Centrafrique : Ne pas exonérer les responsabilités de la France

La facilité de langage qui classe les anti-Balaka comme milices chrétiennes et la Seleka comme musulmane, ne doit pas nous conduire à lire le conflit comme religieux. La présence d’amulettes et de gris-gris dont se parent les miliciens des deux côtés montrent qu’avant tout leur croyance est profondément animiste. Les divisions communautaires en Centrafrique, hélas, ne datent pas d’hier et le chaos qui ravage ce pays dément largement le contentement de Paris.

Paul Martial

Sangaris ne dérogera pas à la règle des interventions militaires françaises brèves et qui … s’éternisent : Prévue pour une durée de six mois, l’opération en Centrafrique de l’aveu même de Le Drian (Ndlr : ministre français de la Défense), sera « vraisemblablement prolongée » et va être l’objet d’un débat au Parlement.

Sûr que lors des débats, nous aurons droit à un auto-satisfecit du gouvernement qui est déjà repris en boucle par les médias, d’autant plus facilement que droite et gauche sont d’accord sur le principe même de l’intervention.

La situation en Centrafrique, pourtant, dément largement le contentement de Paris. Dès le début, l’intervention française a exacerbé la crise plutôt que de l’apaiser. En effet, l’offensive des Anti-Balaka, dont certains groupes sont des soutiens à l’ancien dictateur François Bozizé, a commencé le 5 décembre par une attaque simultanée aux trois endroits stratégiques de Bangui, jugeant l’arrivée des Français comme une aubaine pour reprendre le pouvoir.

Si Le Drian se félicite de la stabilisation de la situation à Bangui, c’est tout simplement parce que la grande majorité des musulmans ont fuit la capitale. La Seleka qui s’était emparée du pouvoir s’est disloquée, et les groupes armés remontent vers le nord du pays en semant mort et désolation comme nous l’avions déjà pressenti il y a quelques semaines.

De nombreuses critiques fusent, notamment celles de Human Right Watch ou d’Amnesty International, sur l’absence de protection des musulmans par les militaires français de Sangaris, à tel point que la Ceeac, la structure qui regroupe les Etats d’Afrique centrale a «appelé à plus d’impartialité dans le désarmement des milices ».

La facilité de langage qui classe les anti-Balaka comme milices chrétiennes et la Seleka comme musulmane, ne doit pas nous conduire à lire le conflit comme religieux.
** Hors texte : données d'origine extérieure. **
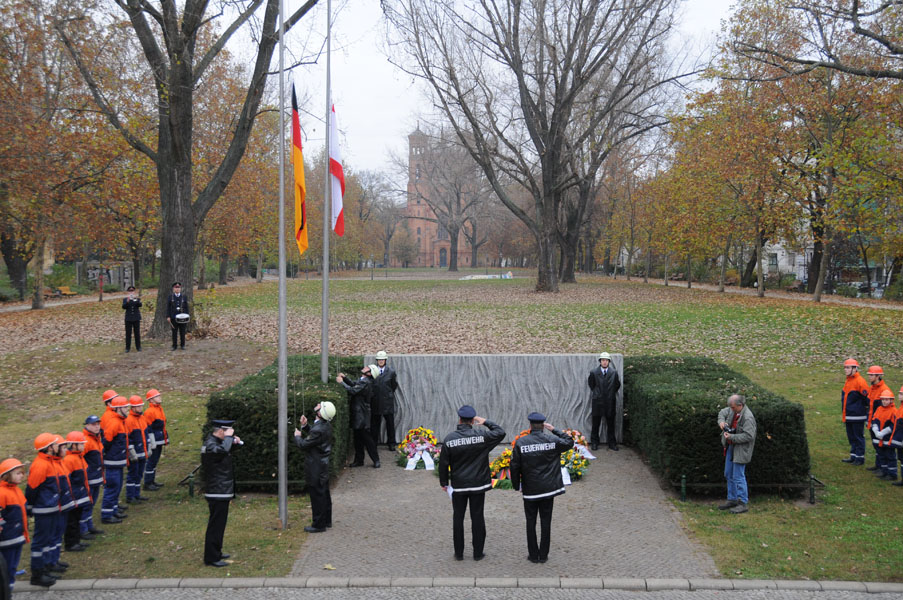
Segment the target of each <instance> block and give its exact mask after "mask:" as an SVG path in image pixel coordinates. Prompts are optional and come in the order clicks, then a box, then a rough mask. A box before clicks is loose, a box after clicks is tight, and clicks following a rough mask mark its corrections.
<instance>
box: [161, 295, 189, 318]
mask: <svg viewBox="0 0 903 600" xmlns="http://www.w3.org/2000/svg"><path fill="white" fill-rule="evenodd" d="M183 312H184V313H187V312H188V297H187V296H186V295H185V294H180V295H179V297H178V298H176V295H175V294H170V295H169V300H168V301H167V303H166V316H167V317H169V318H170V319H172V321H173V323H175V321H176V315H177V314H179V313H183Z"/></svg>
La présence d’amulettes et de gris-gris dont se parent les miliciens des deux côtés montre qu’avant tout leur croyance est profondément animiste. Ensuite, beaucoup d’acteurs de la paix sont des religieux. Il est rare dans les colonnes de ce journal de rendre hommage à des dignitaires catholiques ou musulmans, surtout par les temps qui courent en France, mais force est de constater que les efforts de l’archevêque de Bangui Dieudonné Nzapalainga, et de l’imam Oumar Kobine Layama, sont méritoires et courageux.

Les divisions communautaires en Centrafrique, hélas, ne datent pas d’hier. Déjà, en 1981, après la chute de Bokassa, le général Kolingba, cornaqué par le colonel Jean-Claude Mantion de la Dgse (Ndlr : contre-espionnage français) va prendre le pouvoir et continuer une politique ethnique, qui a été suivie ensuite par les autres dictateurs qui eux aussi ont tous bénéficié de la mansuétude et du soutien de la France.

Dans les années 2000, Bozizé, le dictateur qui a été déchu, ne cessera de lancer les Force armées centrafricaines (Faca) contre les rebelles du nord du pays qui formeront plus tard la Seleka. Sous l’œil de l’armée française, les Faca vont se rendre coupables des pires exactions contre les populations civiles, créant une fracture entre le nord et le sud du pays qui explique en grande partie la situation actuelle.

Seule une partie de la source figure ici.